Professor, Aeronautics & Astronautics, University of Washington

Bio

Biography

Dr. Açıkmeşe received his M.S. in mechanical engineering and his Ph.D. in aerospace engineering from Purdue University. He was a technologist and a senior member of the Guidance and Control (G&C) Analysis Group at NASA Jet Propulsion Laboratory (JPL) from 2003 to 2012 and was a visiting Assistant Professor of Aerospace Engineering at Purdue University before joining JPL. At JPL, he developed guidance, control, and estimation algorithms for formation-flying spacecraft and distributed networked systems, proximity operations around asteroids and comets, and planetary landing, as well as developing interior point methods algorithms for the real-time solution of convex optimization problems. Dr. Açıkmeşe’s research developed a fundamental result, known as “lossless convexification”, that provides the solution of a general class of nonconvex optimal control problems via computationally tractable convex optimization methods. This theoretical insight led to a leap in the G&C technology that now made planetary pinpoint landing feasible. NASA has been investing on the demonstration of this technology to mature it for next generation missions to Mars and other planets.

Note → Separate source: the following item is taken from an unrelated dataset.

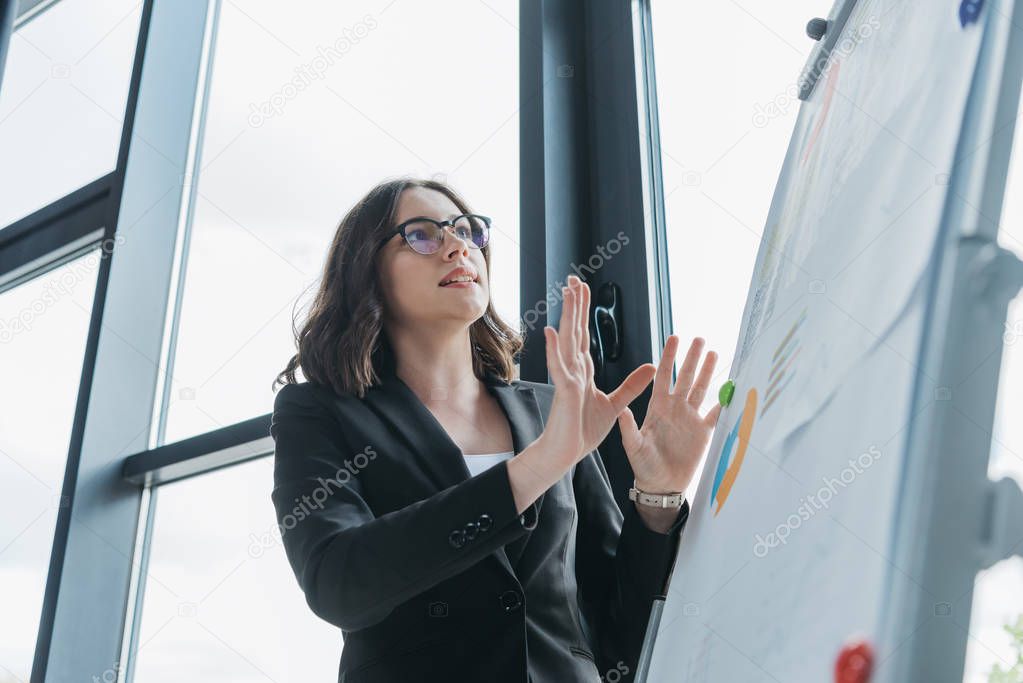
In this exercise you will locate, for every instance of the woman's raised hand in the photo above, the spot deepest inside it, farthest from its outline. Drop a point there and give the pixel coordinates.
(581, 415)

Dr. Açıkmeşe also worked on NASA missions. He was a member of NASA’s Mars Science Laboratory (MSL) G&C team, where he developed and delivered G&C algorithms used in the "fly-away phase" of the successful Curiosity rover landing in August 2012. He also developed Reaction Control System (RCS) algorithms for NASA’s SMAP (Soil Moisture Active Passive) mission, which launched in 2014.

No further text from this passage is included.